There are several influential reports published each year that attempt to explain the current state of the wine industry and predict its future. While some rely on hard facts and statistics, others take a subjective stance based on industry experience and cyclical behavior.
Here are five wine trends to pay attention to as we pass the mid-point of the year.
The future is now
Several factors come into play here. For one, foreign wine producers, particularly in France, have been slow to update processes in winemaking that would increase supply while decreasing cost per bottle. Burgundy, for example, is grown in a region that’s incredibly difficult to harvest—an area parallel to Seattle, WA. Many European wines rely on region rather than variety to sell wine. For consumers, this means higher prices for foreign wines grown in areas less suitable for grape vines. It is likely old traditions will limit foreign production, which will result in exclusivity from top producers and higher prices.
The digital space has also greatly influenced traditional methods of buying and selling wine. While direct-to-consumer sales are still only about 15% of total wine sales, social media has proliferated a variety of voices discussing different types of wine, from both the producers and the consumers. Now more than ever, people are learning and interacting with wine in ways that allow new wineries to gain market presence where they once could not.
Wineries embracing the general advancement of wine production, as well as incorporating technology to improve customer access, knowledge and experience, will be the winners in the future.
Boutique wineries rise
The quality of domestic wine is better than ever. As demand for foreign wines in the United States wanes due to pricing and availability, there are increased opportunities for boutique and family-owned wineries to step in and showcase their flavors.
California reported a harvest of 4 million tons in 2014, one of the largest on record—Oregon and Washington are also yielding high-quality grapes. This is great news for the domestically produced wines coming from throughout these regions, which are predicted to be among the most sought after in the coming year.
Healthy competition among smaller wineries keeps quality high and prices reasonable. For collectors most familiar with European wines, the time has never been better to explore offerings from Western states.

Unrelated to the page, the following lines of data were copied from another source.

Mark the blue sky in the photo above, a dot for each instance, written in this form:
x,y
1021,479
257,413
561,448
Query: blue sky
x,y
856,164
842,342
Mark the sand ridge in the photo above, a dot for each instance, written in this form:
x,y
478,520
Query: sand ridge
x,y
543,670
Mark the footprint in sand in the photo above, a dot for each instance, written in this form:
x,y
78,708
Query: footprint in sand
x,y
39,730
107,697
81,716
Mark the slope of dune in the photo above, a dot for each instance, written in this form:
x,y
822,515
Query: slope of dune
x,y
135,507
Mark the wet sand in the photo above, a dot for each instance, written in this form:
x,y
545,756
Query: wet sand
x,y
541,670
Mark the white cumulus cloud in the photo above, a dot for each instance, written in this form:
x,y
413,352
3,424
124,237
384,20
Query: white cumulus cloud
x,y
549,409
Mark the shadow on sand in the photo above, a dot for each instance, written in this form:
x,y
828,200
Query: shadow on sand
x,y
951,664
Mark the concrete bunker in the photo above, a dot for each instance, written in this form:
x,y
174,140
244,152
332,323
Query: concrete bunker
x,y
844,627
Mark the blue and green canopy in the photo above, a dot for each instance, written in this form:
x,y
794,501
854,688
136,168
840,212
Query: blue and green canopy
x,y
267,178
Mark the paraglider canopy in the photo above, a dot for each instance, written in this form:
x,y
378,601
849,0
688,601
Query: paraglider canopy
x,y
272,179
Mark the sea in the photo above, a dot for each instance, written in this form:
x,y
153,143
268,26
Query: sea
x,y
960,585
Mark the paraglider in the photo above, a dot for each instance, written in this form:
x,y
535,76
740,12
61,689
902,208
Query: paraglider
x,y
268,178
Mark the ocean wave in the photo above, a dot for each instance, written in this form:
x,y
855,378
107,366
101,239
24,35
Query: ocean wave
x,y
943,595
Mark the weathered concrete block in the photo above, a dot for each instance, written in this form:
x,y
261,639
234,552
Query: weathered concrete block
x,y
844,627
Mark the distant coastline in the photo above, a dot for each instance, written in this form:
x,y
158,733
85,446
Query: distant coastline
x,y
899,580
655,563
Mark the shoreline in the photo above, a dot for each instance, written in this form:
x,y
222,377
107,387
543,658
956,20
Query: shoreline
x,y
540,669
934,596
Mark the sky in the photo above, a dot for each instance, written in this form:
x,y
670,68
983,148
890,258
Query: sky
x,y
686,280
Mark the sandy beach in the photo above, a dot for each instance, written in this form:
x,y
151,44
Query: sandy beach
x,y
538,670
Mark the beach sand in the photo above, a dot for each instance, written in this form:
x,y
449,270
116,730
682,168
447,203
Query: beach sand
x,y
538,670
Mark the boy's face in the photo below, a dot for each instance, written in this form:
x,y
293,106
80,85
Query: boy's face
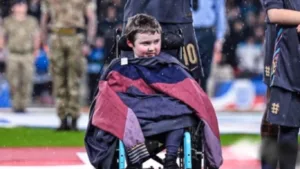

Millennials are bringing an interesting twist to the wine market by introducing recipes and cocktails featuring wine—many looking for distinctive flavors to help define the next big cocktail craze. It’s not traditionally considered a large segment, but the niche group of consumers and restaurants is growing, adding its fair share of influence on the industry.
This trend was coined “wine mixology” according to one report, and described common mixing ingredients like fruit and fruit juices, club soda and liqueurs, many poured over ice. Some wineries have focused on this trend internally and offer special wine blends, a careful mix of varieties that offer unique aromas and flavors.
A demand for fine wines
As the unemployment picture improves in the US along with lower oil prices and better exchange rates, the market for quality wines has opened dramatically.
According to one report, fine wines will enjoy a breakout year in 2015, increasing 14 to 18 percentage points by year’s end. Bottles over $20 have been steady since last year and continue to increase as a category. The term “trading up” is used to describe the trend, while wines below $9 performed poorly for the second year in a row. As the economy grows stronger, consumers will seek out better wines to fill their glasses and many are likely to come from boutique wineries.
During the financial crisis, sparkling wines suffered greatly—Champagne and other sparkling varieties may have been thought too opulent considering the times. However, for the sixth year in a row, bubbles are on the rise, up 7 percent in 2015. Prosecco and cava were among the most popular sparkling wines last year.
The category shows no sign of slowing and is expected to grow even further in 2016. What’s more, there’s been a huge push from domestic producers to attract millennials, who are predicted to boost this wine category even further.